Can’t Make You Love Me (Dot Dash/Remote Control)

As my mate Polonius would declare, neither borrower nor lender be. Or for the purposes of this exercise: don’t take someone’s heart, nor hand yours over, for loan oft loses both itself and friend.

Though if you do such a wildly ill-advised thing, you’d want to be able to chronicle it with some of the verve and piquancy of Melbourne-based Gena Rose Bruce on her debut that finds a way to make pain palatable.

I didn’t say easy, just palatable. For this isn’t an album of misery guts moaning; it’s too sharp and smart for that. Nor is it a solemn procession of downbeat moments; it’s got a pop spirit that won’t go away.

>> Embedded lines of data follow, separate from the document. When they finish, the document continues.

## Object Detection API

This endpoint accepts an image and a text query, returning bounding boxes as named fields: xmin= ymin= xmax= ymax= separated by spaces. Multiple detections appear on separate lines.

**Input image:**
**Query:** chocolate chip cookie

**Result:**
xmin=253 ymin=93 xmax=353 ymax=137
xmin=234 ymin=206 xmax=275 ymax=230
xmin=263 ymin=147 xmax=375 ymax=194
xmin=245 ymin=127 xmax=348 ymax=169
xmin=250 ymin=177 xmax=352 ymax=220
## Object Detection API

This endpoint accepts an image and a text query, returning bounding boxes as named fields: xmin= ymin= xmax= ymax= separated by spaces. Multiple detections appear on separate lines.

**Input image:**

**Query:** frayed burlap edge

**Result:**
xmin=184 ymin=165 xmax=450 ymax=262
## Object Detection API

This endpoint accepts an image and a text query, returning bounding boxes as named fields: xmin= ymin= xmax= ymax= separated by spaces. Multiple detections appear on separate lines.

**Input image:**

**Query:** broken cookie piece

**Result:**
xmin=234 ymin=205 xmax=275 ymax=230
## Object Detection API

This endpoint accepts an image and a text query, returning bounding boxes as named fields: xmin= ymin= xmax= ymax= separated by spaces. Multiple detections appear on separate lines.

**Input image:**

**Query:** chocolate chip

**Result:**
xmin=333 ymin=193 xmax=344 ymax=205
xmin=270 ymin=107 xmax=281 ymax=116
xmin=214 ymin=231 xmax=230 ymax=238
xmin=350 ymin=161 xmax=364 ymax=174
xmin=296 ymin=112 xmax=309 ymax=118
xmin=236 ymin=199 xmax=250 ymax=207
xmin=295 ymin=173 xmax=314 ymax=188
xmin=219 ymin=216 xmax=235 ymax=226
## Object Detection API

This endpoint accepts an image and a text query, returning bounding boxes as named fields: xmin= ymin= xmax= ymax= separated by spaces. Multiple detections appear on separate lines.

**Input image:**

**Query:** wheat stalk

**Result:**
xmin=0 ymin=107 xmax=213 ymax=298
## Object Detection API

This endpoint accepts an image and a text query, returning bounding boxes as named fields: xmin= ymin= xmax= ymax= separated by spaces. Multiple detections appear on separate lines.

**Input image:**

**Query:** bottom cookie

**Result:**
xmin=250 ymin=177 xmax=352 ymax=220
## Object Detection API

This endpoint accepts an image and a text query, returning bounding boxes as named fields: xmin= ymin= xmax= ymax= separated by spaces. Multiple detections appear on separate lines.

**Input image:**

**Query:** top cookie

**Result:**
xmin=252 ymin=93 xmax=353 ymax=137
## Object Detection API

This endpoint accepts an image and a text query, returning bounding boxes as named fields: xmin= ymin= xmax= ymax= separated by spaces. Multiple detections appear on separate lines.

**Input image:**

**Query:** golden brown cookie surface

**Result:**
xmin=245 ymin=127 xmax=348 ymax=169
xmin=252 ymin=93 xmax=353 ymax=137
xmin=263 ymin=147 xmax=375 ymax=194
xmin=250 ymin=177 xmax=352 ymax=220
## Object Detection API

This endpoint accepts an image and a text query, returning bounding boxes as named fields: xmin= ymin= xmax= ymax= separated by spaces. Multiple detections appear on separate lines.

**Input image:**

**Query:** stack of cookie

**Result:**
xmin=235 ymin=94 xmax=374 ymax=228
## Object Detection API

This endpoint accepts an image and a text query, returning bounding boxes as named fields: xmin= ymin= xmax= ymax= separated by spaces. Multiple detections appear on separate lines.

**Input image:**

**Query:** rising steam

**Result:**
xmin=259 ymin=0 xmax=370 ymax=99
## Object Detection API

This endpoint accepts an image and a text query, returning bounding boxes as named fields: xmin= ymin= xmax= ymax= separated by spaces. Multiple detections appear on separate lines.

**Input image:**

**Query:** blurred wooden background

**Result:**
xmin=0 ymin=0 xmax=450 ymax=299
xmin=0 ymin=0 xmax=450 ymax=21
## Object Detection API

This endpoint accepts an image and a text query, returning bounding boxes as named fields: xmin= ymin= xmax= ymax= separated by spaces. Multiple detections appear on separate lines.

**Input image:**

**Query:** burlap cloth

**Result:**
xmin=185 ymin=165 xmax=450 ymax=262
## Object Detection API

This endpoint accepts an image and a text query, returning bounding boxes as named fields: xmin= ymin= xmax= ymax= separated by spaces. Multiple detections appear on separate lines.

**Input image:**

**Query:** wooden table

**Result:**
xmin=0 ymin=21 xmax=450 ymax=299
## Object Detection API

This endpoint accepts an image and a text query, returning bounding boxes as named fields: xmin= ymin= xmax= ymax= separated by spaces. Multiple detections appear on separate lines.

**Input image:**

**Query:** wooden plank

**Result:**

And even with its ability to nail some choice hurt (“Is that the sound of my heart splitting open?/Is it the break that will leave me broken?”) and offer moments of incomprehension (“aren’t I worth a second thought, a change in mind?”), there’s also a bite or two in there (“And I know she thinks you’re god’s gift to the world/With an ego like yours/Only you can shine”) and some glimmer of better things (“But I’m heading to the shoreline/And I’m taking back what’s mine/See me in a new light”).

Still, there’s no getting away from the fact she’s been kicked in the guts and isn’t yet rebuilt, even if as with Lindi Ortega, whose voice hers somewhat resembles, you sometimes have to look at contradictory evidence. For example, Bruce can be murmuring almost passively when ostensibly defiant, as in the Fleetwood Mac-meets-Bat For Lashes Logan Beach and the dappled light jangle of Rearview, yet sound breezily optimistic when the hardly hidden subtext is almost pleading, as in another song that looks to a California pop past, I Can’t Be That Easy.

Or there’s the way Revive, which is almost pared to outright simplicity in its looped keyboard groove for its first two minutes before hinting at a Lindsey Buckingham flourish in its denouement, projects positivity in unlikely circumstances, while Wild One, barely moving on a barebones rhythm box, rudimentary acoustic and a small splash of high synths, feels like some lost astral folk recording made by a small town country singer but actually declares itself accepting of, or maybe indifferent to, fate’s turn.

Bruce’s debut has been, as good debuts often are, over-praised: its qualities amplified by the relative youth and rawness, and its flaws downplayed in the shadow of freshness. There’s more room for these melodies to grow, or be given air to grow, for a start, and a song such as Angel Face, with its foray into full ‘80s grand atmosphere, shows minimalism won’t always be her default but maybe just one of her tools.

Nonetheless, this is an album offering real pleasures and I’d be with Polonius wishing that the wind sits in the shoulder of her sail.